Successful development of the Nuclear Geothermal Heat Storage (NGHS) system can extend utilization of nuclear power plants beyond production of base load electricity and accommodate fluctuations in electricity demand. Instead of selling the electricity below its cost during low demand (or even paying to get rid of it) heat can be stored in an underground reservoir and recovered to produce electricity when demand and electricity prices are high.
The NGHS system operates in two modes. Reactor heat at times of low electricity demand is transferred through a heat exchanger to a geofluid (water, air, or carbon dioxide). The geofluid is injected into permeable rock a kilometer or more underground, flows through the zone transferring heat to the rock, is pumped back to the surface, and sent back to the heat exchanger to transfer more heat underground. At times of high energy demand, the geofluid goes in the reverse direction and the heat is used to produce electricity. This paper compares and analyzes the performance of alternative geofluids for different heat storage temperatures.

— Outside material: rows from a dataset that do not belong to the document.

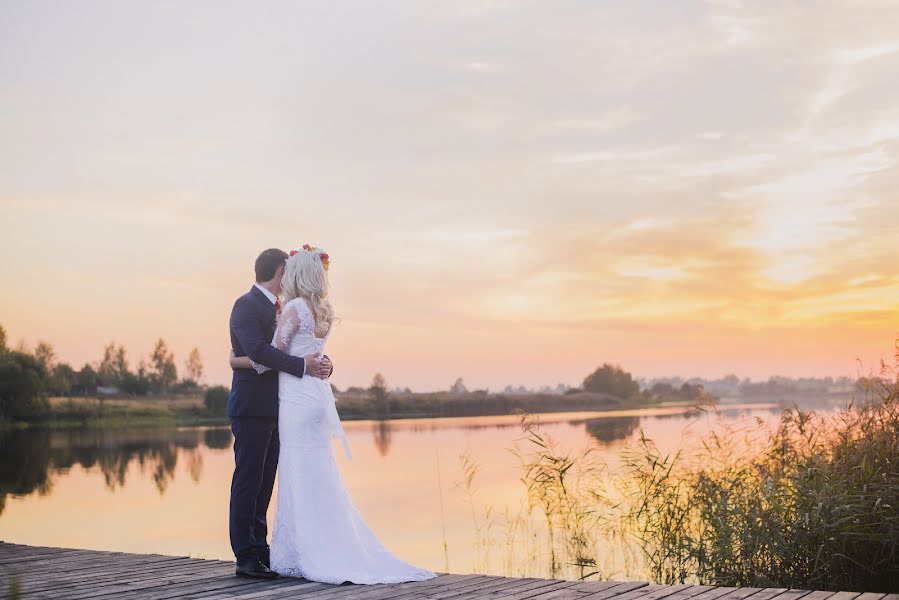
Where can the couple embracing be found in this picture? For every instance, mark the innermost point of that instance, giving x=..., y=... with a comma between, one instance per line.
x=283, y=413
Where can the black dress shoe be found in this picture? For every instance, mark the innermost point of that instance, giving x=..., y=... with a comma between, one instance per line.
x=256, y=570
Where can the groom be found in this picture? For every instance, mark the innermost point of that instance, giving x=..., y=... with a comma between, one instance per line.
x=253, y=412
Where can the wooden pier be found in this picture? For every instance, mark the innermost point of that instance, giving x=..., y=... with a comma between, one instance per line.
x=59, y=573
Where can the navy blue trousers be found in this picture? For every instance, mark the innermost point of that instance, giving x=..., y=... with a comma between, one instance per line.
x=256, y=449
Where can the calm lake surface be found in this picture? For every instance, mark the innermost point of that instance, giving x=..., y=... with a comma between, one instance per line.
x=166, y=490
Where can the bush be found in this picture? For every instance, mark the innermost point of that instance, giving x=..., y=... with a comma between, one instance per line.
x=815, y=504
x=23, y=393
x=215, y=399
x=613, y=380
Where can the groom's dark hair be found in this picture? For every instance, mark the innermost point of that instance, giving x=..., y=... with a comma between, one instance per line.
x=268, y=262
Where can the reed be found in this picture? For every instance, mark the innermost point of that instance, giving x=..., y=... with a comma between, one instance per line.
x=812, y=504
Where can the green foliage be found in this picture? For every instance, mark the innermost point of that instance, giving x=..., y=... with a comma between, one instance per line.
x=614, y=380
x=113, y=369
x=86, y=380
x=193, y=368
x=23, y=393
x=61, y=381
x=814, y=504
x=565, y=488
x=380, y=398
x=215, y=399
x=164, y=373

An NGHS system with storage capacity 1GWth-year and operating at maximum temperatures of 250°C, 500°C and 730°C1 was analyzed. These temperatures correspond to coupling of a geothermal reservoir with today’s light water reactors and future advanced and high temperature reactors. For long and reliable operation of the NGHS a geofluid with very low erosion rates of underground rock has to be used, and, because of the nature of this system, low cost and environmental friendliness are required. Water, CO2 and air were chosen as the candidates to fit this need.
Reservoir size, system pressure losses, pump/compressor power and number of wells were computed for each case and results compared. Many parameters are involved and changing one may change results significantly. For example, increasing well diameter from 0.5 m, which is today the maximum drilling diameter, to 1m reduces the high frictional pressure loss of the well and especially for CO2 and air considerably reduces the number of wells. Another important parameter is reservoir permeability which determines its pressure loss. Hence, a number of calculations with various data sets were performed to study effects of these parameters, and to elect the most feasible geofluid for NGHS.

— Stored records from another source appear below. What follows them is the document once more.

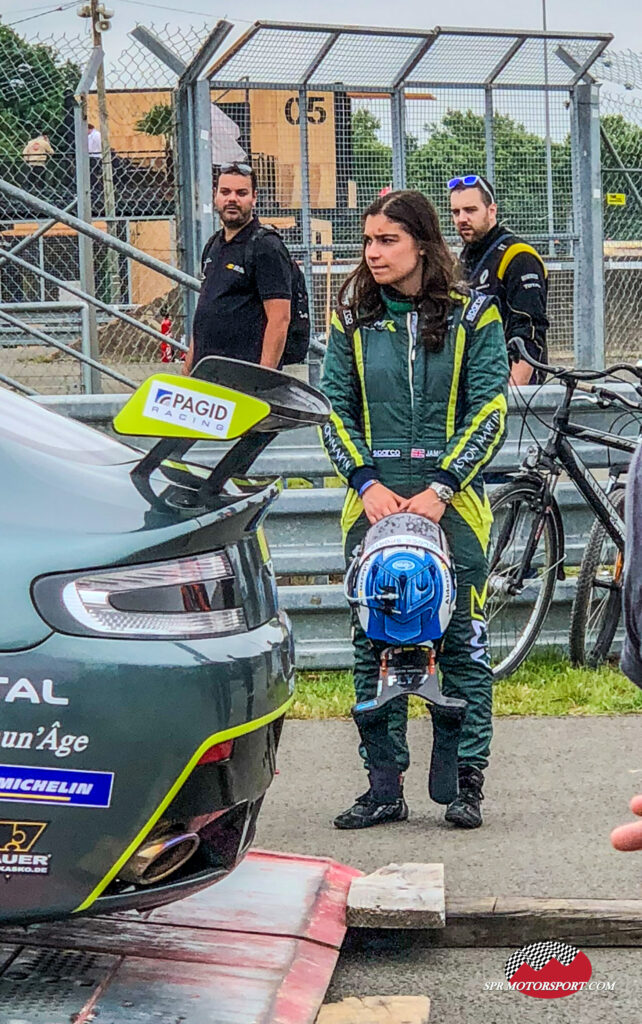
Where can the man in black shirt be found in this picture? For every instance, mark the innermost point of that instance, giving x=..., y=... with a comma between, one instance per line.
x=244, y=306
x=497, y=262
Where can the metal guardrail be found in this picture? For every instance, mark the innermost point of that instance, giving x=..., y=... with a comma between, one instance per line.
x=303, y=527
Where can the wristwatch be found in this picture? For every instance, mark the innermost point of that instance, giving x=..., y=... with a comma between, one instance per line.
x=443, y=493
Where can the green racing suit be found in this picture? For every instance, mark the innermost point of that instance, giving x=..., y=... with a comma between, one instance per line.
x=408, y=418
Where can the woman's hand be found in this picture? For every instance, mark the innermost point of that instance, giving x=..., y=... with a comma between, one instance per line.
x=379, y=502
x=425, y=503
x=630, y=837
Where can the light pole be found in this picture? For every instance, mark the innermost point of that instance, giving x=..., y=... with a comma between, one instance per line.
x=549, y=154
x=100, y=22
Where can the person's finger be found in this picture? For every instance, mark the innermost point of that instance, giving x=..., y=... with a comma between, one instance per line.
x=628, y=838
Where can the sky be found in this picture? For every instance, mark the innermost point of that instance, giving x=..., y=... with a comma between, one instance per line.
x=624, y=19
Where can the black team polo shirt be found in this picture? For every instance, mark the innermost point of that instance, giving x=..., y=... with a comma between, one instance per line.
x=229, y=318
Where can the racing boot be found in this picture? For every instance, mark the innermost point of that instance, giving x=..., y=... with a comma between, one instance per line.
x=382, y=803
x=465, y=811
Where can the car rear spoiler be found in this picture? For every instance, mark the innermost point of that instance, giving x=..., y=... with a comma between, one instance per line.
x=222, y=399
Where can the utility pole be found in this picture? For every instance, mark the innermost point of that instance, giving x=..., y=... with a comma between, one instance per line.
x=100, y=22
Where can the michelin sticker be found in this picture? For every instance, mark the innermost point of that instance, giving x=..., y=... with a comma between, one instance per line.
x=55, y=785
x=183, y=408
x=16, y=841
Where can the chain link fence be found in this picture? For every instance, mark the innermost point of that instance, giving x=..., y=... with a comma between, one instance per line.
x=389, y=112
x=38, y=78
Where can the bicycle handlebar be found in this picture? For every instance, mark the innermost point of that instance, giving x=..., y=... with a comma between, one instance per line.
x=605, y=394
x=571, y=375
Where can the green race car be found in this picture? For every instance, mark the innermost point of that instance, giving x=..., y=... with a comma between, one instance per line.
x=145, y=668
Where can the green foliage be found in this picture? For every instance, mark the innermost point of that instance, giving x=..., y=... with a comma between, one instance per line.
x=33, y=87
x=622, y=222
x=546, y=685
x=457, y=145
x=158, y=121
x=372, y=158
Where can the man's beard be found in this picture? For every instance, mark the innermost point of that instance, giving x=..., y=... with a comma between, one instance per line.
x=234, y=216
x=475, y=236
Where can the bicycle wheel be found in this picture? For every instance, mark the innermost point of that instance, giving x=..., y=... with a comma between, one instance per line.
x=597, y=605
x=515, y=612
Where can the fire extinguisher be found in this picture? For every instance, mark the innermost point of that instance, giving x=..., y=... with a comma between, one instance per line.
x=167, y=350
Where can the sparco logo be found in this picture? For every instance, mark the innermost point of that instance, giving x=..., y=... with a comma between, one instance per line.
x=184, y=408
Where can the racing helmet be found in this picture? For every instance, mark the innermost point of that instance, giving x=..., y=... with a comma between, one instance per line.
x=401, y=581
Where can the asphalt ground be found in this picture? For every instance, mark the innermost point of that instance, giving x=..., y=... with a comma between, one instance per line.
x=554, y=791
x=555, y=788
x=457, y=982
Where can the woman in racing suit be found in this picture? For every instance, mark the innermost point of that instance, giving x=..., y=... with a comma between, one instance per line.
x=417, y=374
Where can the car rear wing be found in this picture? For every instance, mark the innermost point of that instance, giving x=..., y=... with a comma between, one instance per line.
x=222, y=399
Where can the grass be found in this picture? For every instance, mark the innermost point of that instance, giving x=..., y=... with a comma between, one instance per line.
x=546, y=684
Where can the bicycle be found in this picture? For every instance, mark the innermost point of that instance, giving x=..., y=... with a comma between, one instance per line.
x=527, y=544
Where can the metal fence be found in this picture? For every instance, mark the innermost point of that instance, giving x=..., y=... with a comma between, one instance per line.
x=382, y=108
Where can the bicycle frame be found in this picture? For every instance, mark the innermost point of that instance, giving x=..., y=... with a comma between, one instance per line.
x=559, y=451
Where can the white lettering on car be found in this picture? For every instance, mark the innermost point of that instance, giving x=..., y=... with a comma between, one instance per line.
x=24, y=689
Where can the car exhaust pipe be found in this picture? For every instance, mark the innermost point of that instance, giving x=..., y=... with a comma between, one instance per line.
x=156, y=860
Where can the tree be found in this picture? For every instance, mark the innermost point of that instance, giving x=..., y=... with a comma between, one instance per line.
x=622, y=144
x=457, y=145
x=372, y=159
x=158, y=121
x=35, y=88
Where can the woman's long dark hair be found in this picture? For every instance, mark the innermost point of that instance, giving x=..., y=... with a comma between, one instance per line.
x=419, y=217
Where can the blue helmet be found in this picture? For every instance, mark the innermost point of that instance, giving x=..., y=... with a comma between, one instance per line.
x=401, y=582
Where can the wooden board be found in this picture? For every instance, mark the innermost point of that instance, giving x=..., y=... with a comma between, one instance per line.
x=398, y=896
x=514, y=922
x=377, y=1010
x=260, y=945
x=509, y=921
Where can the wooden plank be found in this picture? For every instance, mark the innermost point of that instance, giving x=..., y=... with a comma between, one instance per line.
x=177, y=966
x=515, y=921
x=264, y=953
x=271, y=894
x=377, y=1010
x=304, y=986
x=398, y=896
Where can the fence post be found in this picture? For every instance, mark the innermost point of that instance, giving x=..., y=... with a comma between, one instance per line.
x=397, y=119
x=589, y=283
x=306, y=220
x=184, y=198
x=487, y=124
x=90, y=376
x=203, y=161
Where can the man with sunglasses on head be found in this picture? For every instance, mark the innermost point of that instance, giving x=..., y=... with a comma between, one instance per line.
x=244, y=307
x=497, y=262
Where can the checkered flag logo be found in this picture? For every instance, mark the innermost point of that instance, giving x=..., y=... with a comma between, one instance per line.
x=538, y=955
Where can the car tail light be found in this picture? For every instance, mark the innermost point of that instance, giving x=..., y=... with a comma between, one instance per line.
x=219, y=752
x=184, y=598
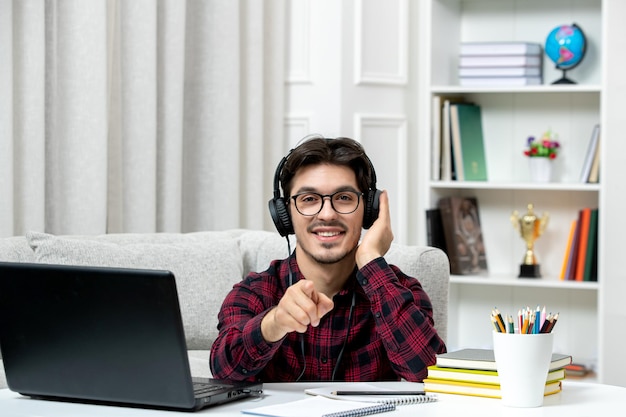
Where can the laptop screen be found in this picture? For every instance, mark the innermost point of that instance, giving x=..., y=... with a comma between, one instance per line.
x=94, y=333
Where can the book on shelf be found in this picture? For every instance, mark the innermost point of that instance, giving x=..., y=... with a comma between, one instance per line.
x=435, y=236
x=463, y=234
x=468, y=147
x=591, y=259
x=568, y=250
x=480, y=390
x=592, y=149
x=499, y=72
x=480, y=376
x=501, y=48
x=570, y=271
x=585, y=217
x=594, y=173
x=484, y=359
x=581, y=256
x=500, y=61
x=442, y=140
x=500, y=81
x=435, y=132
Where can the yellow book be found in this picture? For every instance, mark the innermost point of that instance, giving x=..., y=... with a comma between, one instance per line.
x=445, y=386
x=568, y=249
x=480, y=376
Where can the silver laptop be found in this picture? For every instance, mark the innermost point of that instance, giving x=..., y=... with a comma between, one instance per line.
x=103, y=335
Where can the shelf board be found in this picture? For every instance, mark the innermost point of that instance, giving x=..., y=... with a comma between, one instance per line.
x=541, y=89
x=492, y=185
x=522, y=282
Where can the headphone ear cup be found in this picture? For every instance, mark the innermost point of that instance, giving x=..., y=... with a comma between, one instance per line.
x=280, y=216
x=371, y=208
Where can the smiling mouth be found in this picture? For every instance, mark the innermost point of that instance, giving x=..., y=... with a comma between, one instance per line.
x=328, y=234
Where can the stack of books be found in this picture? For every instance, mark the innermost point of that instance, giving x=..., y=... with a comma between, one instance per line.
x=473, y=372
x=500, y=63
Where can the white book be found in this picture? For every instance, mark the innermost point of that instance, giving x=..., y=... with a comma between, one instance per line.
x=435, y=150
x=500, y=48
x=500, y=72
x=500, y=61
x=499, y=81
x=591, y=152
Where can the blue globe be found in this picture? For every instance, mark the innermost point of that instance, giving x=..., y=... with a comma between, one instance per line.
x=565, y=46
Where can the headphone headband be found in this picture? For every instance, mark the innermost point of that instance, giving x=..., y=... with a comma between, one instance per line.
x=278, y=206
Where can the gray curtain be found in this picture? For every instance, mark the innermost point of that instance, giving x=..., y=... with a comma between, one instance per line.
x=139, y=116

Pressurized liquid water was found to be a very promising geofluid, however, its tendency to dissolve rock at supercritical state disallows its use at higher temperatures. It is the preferred heat transfer fluid below 300°C reservoir storage temperatures. At temperatures of 500°C and 730°C, the CO2 performs better than air in all examined aspects. Furthermore, CO2 density differences between the injection and production well cause a significant increase of pressure at the outlet of the production well during heat recovery. If this pressure increase could be exploited, the system round trip efficiency will be enhanced.